Computer Science undergraduate at Korea University specializing in computer vision and generative models, with 6+ years of applied machine learning experience in vision and audio. Actively seeking PhD opportunities in computer vision and general machine learning.

From Mar 2025 to Dec 2025, I was an Undergraduate Researcher at the Vision & AI Lab under Prof. Jinkyu Kim, conducting research on causal sequential visual encoders. Prior to that, from Oct 2024 to Dec 2024, I worked as an AI Researcher at OptimizerAI where I contributed to research and development for the Text-to-SFX Model v2. I also worked as an AI Engineer at Pion Corporation developing deep learning models for optimal product images. I was an AI Scientist at Maum.AI from Mar 2019 to May 2023, where I experienced various computer vision tasks through extensive literature review, utilization of open-source resources, and paper implementation.

I am an Undergraduate at Korea University majoring in Computer Science and Engineering, with graduation expected in August 2026. I previously graduated from Gyeonggi Science High School in Feb 2017.

Email / CV / GitHub / Google Scholar / LinkedIn / X

Publication

I'm interested in computer vision, machine learning, optimization, graphics and robotics.

MambaEye: A Size-Agnostic Visual Encoder with Causal Sequential Processing

Changho Choi, Minho Kim, Jinkyu Kim
CVPR Findings, 2026
arxiv / code /

A causal sequential visual encoder that achieves input-size agnostic charateristic like human vision by using a pure Mamba2 backbone. We designed a strictly unidirectional approach and relative move embeddings, MambaEye ensures translation invariance and adaptability to arbitrary resolutions.

SAOInstruct: Free-form Audio Editing using Natural Language Instructions

Michael Ungersböck, Florian Grötschla, Luca A. Lanzendörfer, June Young Yi, Changho Choi, Roger Wattenhofer
NeurIPS, 2025
arxiv / code / website /

A model based on Stable Audio Open for flexible, free-form natural language audio editing.

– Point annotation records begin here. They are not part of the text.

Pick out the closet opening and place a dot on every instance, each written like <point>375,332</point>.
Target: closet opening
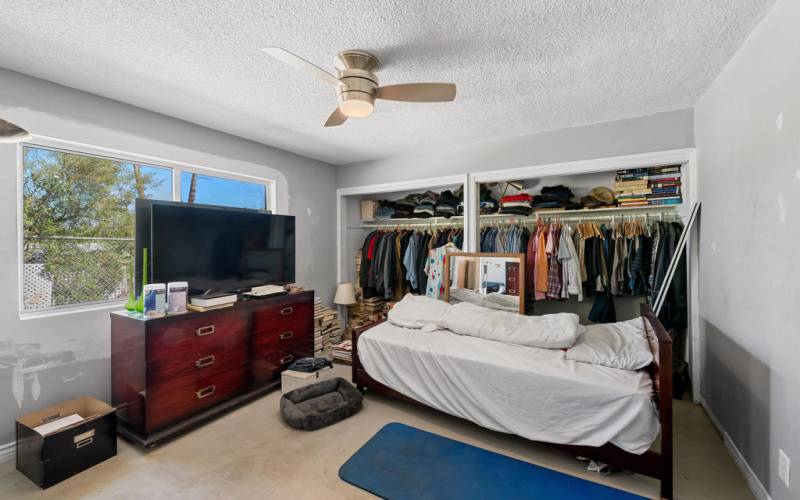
<point>597,244</point>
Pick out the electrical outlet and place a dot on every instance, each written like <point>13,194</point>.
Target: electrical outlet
<point>784,467</point>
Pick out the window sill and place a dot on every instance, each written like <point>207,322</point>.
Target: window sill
<point>24,316</point>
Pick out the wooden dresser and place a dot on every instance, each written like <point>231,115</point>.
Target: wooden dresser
<point>172,373</point>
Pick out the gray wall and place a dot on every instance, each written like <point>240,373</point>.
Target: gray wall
<point>748,141</point>
<point>305,189</point>
<point>659,132</point>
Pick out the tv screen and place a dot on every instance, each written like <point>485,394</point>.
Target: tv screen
<point>220,249</point>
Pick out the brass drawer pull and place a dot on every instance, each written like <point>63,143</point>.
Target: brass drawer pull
<point>204,330</point>
<point>85,442</point>
<point>83,439</point>
<point>205,361</point>
<point>205,391</point>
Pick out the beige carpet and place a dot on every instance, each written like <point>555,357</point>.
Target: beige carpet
<point>251,453</point>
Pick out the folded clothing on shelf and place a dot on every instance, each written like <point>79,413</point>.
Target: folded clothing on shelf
<point>488,205</point>
<point>516,204</point>
<point>385,210</point>
<point>426,205</point>
<point>404,207</point>
<point>446,205</point>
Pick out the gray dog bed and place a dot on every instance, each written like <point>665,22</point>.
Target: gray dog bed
<point>318,405</point>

Trained on a novel dataset of audio editing triplets, it generalizes to real-world audio and unseen instructions.

LatentSwap: An Efficient Latent Code Mapping Framework for Face Swapping

Changho Choi, Minho Kim, Junhyeok Lee, Hyoung-Kyu Song, Younggeun Kim, Seungryong Kim
Arxiv preprint, 2024
arxiv / code /

A lightweight face swapping framework that generates latent codes for pre-trained generators without external datasets. It features a fast training process with a simple three-term loss, producing high-resolution results comparable to state-of-the-art models.

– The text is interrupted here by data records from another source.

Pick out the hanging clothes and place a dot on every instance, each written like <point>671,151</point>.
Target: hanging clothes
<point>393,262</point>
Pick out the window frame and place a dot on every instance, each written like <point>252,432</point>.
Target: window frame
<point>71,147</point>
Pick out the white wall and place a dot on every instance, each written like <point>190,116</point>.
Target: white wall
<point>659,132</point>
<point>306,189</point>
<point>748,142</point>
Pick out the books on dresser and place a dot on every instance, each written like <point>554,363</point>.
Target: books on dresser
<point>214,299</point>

Work & Research Experience

Besides my work on the research and publications above, a sampling of my past works

	Vision & AI Lab, Korea University Undergraduate Researcher 2025-03 ~ 2025-12 Conducted research on causal sequential visual encoders under Prof. Jinkyu Kim. Proposed MambaEye, a size-agnostic visual encoder that treats image recognition as a causal, sequential process, effectively mimicking human saccadic vision.
	OptimizerAI AI Researcher 2024-10 ~ 2024-12 Contributed to research and development for the Text-to-SFX Model v2, achieving state-of-the-art human preference win rates. Update with further details if desired.
	Pion Corporation (vcat.ai) AI Engineer 2023-06 ~ 2024-10 Developed deep learning models for optimal product image recommendation and online image clustering using CLIP and Triton Inference Server.
	Maum.AI AI Scientist 2019-03 ~ 2023-05 Led the computer vision research team and worked on various CV tasks (Super Resolution, Face Swapping) through open-source utilization and paper implementation.